Gerçekten çevre politikası uygulanıyor olsaydı, doğayı en çok kirletenler cezalandırılırdı. Oysa burada adaletsizlik sistemin temelidir.
Çözüm ise açıktır, ama kolay değildir. Gerçek bir bağımsızlık, sadece ekonomik değil, aynı zamanda sosyal ve kültürel olarak da inşa edilmelidir. Türkiye'nin bu sömürü sisteminden çıkması için, devletin önce kendi içyapısındaki gelir eşitsizliğini, etnik ve dini ayrışmaları, kurumlar arası güven krizini çözmesi gerekir. Halk ile devlet arasındaki güven yeniden inşa edilmeli, ortak amaç etrafında birleşilmiş bir kalkınma planı uygulanmalıdır.
Bu da ancak uzun vadeli, en az 10 yıllık milli bir planla mümkündür. Türkiye’nin yerli ve milli sermaye üretmesi, kendi tarımını, teknolojisini, ilaç ve savunma sanayisini ayağa kaldırması için gereken zemin, iç barış ve sosyal adaletle kurulabilir.

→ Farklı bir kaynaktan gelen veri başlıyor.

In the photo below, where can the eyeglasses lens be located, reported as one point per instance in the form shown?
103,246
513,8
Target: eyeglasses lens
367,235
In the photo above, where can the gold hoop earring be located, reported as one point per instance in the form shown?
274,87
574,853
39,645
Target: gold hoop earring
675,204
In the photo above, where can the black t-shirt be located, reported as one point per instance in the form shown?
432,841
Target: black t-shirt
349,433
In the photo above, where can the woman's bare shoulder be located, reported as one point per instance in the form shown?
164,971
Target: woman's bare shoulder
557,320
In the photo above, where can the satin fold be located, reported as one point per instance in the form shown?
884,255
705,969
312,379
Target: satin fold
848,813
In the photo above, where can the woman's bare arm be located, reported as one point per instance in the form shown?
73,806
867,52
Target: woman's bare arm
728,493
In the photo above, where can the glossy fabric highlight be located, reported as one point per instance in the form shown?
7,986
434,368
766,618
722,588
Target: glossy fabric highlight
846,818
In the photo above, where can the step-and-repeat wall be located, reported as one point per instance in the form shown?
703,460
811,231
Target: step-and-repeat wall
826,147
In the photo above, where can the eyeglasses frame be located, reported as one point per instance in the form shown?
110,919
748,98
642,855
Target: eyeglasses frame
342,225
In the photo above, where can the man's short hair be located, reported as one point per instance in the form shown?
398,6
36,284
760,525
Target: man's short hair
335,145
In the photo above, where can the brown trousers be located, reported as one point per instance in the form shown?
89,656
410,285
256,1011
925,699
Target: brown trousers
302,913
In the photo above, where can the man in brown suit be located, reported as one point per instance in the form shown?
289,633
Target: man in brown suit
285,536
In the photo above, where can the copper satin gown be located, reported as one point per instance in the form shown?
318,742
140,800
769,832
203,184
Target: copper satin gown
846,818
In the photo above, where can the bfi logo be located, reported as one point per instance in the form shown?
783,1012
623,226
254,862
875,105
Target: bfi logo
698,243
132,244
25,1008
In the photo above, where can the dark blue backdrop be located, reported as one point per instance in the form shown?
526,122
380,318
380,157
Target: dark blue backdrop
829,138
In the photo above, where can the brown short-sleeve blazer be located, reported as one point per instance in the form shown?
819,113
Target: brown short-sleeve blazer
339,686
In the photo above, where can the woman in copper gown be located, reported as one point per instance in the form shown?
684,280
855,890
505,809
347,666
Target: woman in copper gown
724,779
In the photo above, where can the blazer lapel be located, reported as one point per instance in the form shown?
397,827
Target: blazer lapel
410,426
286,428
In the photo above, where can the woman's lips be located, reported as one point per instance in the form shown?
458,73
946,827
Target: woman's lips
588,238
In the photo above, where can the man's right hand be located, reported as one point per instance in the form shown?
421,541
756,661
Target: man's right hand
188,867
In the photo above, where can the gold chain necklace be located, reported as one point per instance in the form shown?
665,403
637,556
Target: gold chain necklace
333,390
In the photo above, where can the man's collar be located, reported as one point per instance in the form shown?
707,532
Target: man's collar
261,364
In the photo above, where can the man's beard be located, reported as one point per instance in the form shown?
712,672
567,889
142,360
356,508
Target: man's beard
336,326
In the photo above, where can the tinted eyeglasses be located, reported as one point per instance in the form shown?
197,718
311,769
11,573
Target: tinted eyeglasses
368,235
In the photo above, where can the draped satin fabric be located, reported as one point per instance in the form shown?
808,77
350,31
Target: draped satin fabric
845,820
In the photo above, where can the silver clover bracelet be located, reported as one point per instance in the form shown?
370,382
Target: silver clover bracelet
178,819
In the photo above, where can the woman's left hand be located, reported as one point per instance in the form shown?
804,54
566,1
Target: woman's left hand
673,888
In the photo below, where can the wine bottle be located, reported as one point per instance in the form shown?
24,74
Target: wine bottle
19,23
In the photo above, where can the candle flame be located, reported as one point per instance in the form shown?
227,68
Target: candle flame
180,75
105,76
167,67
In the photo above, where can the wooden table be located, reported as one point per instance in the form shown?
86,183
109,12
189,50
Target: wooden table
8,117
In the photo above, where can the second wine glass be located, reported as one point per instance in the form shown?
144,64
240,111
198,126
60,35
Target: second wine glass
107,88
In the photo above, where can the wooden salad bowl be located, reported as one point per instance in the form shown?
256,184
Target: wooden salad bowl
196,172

Aksi takdirde dışa bağımlılığımız sürdükçe bu tür anlaşmaların önünde diz çökmek kaçınılmaz olur.
Aynı şekilde halkın da değişmesi gerekir. Konfor bağımlılığından, israf alışkanlıklarından, kısa vadeli çıkar hesaplarından kurtulmadan onurlu bir duruş sergilemek mümkün değildir. Mücadele eden halklara yakışan, kolaycılıkla değil, dirençle hareket etmektir. Küresel kuşatmalara karşı dimdik duracak bir toplumsal yapı, tüketici değil, üretici olmayı seçen; eleştiren değil, sorumluluk üstlenen bir halkla mümkündür.
Sonuç olarak, İklim Kanunu yalnızca çevreyle ilgili değildir; bireyin kontrol altına alındığı bir sistemin yapı taşlarından biridir. Bu nedenle herkes kendine şu soruyu sormalıdır: Gerçekten doğayı mı koruyorlar, yoksa bizi köleleştirmeye mi çalışıyorlar?